According to the Executive roadmap, "the return of other pupils to school will commence immediately following the Easter holidays with the aim of children returning to schools as soon as possible".
Yet no one seems able to answer the burning question - when is as soon as possible? We've been told the decisions will be based on data and not dates - but no one can explain the criteria that must be met before restrictions can be eased.
Apparently, it's extremely complicated and subject to a series of variables.
Health bosses won't even say whether there is a threshold on the number of new cases diagnosed each day or how many Covid-19 inpatients will trigger a movement from one phase to the next.
The public is being asked to buy into the strategy - "we know when we stand together, we can defeat this virus and we get a better result", Health Minister Robin Swann said yesterday.
Except the public isn't being trusted that it can cope with the potential disappointment if a surge in cases means it isn't possible to meet indicative dates.

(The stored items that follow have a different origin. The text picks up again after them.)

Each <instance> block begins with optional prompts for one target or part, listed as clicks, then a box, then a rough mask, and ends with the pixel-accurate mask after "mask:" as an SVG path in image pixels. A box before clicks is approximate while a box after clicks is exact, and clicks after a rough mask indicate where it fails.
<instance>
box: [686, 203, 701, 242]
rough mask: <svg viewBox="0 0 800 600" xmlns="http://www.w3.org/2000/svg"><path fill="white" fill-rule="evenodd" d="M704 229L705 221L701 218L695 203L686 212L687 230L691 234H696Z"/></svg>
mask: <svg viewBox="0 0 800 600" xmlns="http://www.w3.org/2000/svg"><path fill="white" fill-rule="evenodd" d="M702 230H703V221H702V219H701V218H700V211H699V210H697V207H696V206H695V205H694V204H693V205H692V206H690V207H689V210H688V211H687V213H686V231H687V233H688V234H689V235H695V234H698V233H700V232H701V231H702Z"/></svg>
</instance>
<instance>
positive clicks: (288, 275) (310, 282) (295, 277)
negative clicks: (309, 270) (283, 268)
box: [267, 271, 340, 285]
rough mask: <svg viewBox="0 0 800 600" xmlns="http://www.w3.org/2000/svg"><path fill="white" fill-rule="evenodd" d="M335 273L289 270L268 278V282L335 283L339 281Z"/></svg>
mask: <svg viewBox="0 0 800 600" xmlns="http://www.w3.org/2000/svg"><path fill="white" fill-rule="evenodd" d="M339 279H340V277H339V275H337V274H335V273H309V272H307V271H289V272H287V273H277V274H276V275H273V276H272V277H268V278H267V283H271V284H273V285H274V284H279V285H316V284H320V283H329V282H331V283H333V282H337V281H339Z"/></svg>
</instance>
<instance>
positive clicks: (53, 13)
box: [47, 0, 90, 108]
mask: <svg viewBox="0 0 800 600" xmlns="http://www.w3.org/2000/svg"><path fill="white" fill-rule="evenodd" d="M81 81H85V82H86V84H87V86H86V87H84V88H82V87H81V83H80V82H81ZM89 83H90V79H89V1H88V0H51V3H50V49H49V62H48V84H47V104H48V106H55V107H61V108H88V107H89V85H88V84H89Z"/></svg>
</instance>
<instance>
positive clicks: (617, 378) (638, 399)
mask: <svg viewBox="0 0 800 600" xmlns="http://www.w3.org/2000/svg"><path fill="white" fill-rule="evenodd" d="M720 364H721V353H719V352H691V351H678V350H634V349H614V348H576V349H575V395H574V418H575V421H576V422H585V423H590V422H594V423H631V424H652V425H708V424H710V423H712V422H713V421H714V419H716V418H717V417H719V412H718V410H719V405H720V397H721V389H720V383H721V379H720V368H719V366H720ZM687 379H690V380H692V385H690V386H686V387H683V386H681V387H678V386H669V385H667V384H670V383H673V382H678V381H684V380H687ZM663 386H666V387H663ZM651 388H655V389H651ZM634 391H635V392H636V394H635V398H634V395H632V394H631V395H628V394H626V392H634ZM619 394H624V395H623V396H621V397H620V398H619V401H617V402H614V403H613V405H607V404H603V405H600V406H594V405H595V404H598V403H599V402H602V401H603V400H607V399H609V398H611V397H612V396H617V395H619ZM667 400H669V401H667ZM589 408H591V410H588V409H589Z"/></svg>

Instead we're being asked to put our faith in an Executive clearly split on the best way forward and with a history of less than an effective response to the challenges thrown up by the pandemic.
At the moment, the best we can work with is supposition and speculation - for example, if all pupils return to school on April 12, the Executive, if it follows the guidance, will have to wait three weeks to assess the impact. This means it would be early May before further measures can be relaxed.
And looking to the final stage of the plan, it is absent of the full and total removal of all restrictions - in fact it talks of laying the groundwork for the future and refers to events "limited only by risk assessment and mitigations". What these mitigations are remain to be seen.
The Executive has said it doesn't want to give people false hope, but right now, a little bit of hope - even if it is misplaced, might be better than no hope at all.